The U.S. Securities and Exchange Commission will be investigating Yahoo over the two massive data breaches announced late last year. The SEC investigation of Yahoo will not be concerned with the controls put in place by the company to prevent data breaches, but whether Yahoo should have informed its investors of the breaches more quickly.
In September, Yahoo announced that it had experienced a massive data breaches that had impacted hundreds of millions of its users. Since that announcement, the company has been heavily criticized for its handling of the breach. Questions have also been asked about when the company first became aware that its systems had been breached and why it took so long for notifications to be issued.

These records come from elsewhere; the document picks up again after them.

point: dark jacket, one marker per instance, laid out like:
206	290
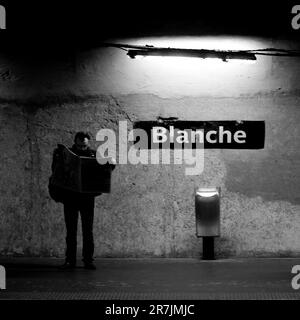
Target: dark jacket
60	194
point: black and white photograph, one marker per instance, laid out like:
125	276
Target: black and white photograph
149	155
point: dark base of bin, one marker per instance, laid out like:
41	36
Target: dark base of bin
208	252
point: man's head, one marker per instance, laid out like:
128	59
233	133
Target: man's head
82	140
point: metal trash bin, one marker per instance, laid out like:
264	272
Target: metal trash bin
207	207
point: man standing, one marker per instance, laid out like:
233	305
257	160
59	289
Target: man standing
74	203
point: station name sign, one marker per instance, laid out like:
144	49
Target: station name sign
210	134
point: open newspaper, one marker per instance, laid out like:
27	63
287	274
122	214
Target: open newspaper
80	174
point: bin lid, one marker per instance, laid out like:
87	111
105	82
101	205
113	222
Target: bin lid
207	192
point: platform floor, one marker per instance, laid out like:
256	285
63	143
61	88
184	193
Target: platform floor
143	279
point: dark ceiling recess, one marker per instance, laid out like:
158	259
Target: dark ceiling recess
78	24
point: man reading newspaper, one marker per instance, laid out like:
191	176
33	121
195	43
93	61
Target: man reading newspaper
72	183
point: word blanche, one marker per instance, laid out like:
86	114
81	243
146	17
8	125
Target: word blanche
2	17
130	151
160	135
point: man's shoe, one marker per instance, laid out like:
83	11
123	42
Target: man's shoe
89	266
67	266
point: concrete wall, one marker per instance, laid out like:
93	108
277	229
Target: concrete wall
150	211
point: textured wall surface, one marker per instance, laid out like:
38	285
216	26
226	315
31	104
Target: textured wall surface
150	211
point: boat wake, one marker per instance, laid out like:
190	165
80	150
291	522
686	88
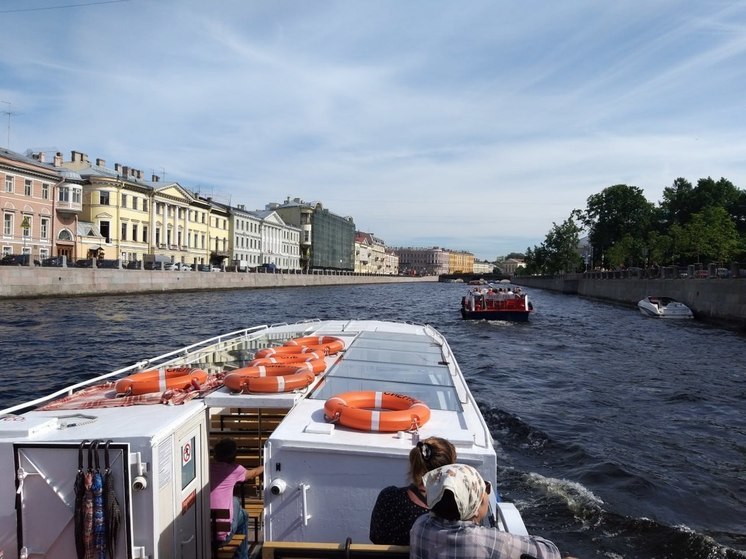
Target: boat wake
575	516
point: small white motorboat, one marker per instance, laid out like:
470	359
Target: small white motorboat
664	307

In December, a second announcement was made, this time about a further data breach that the company had experienced. The second breach was on a scale never before seen. The records of more than 1 billion of its users had been compromised. That cyberattack was understood to have occurred a year earlier in 2013.
While Yahoo users may feel that they should have been notified of the breaches faster, the SEC investigation of Yahoo will be centered on whether its investors should have been informed much more promptly.
The SEC requested Yahoo supply documents for its investigation in December. Yahoo has confirmed that it is cooperating with federal, state and foreign agencies about the security incidents.
Securities industry regulations require companies to disclose details of cybersecurity breaches as soon as it is known that they will have an impact on investors. Before the news broke about the data breaches, Yahoo was in the process of being taken over by Verizon. The two massive data breaches could potentially have a an impact on whether the takeover goes ahead and if it does, on the price paid by Verizon. That would certainly have an impact on Yahoo’s investors.
In 2011, the SEC released guidance on for publicly traded companies on the reporting of hacking incidents. The investigation is likely to center on whether Yahoo complied with that guidance and whether the company fulfilled its investigations to its investors.
Yahoo has been relatively silent on why it took two years from one breach and three years from the second for the cyberattacks to be announced. Nothing has been said about why the decision to go public was not made sooner, nor who made that decision.
The SEC investigation of Yahoo is still in the very early stages so it is too early to tell what, if any, action will be taken against Yahoo. There are also no precedents. The SEC has never before brought a case against any company for the failure to disclose a data breach.
The SEC is not the only organization investigating Yahoo. The Federal Trade Commission launched an investigation into the Yahoo data breaches, as have State Attorneys General and the U.S. Attorney’s Office in Manhattan.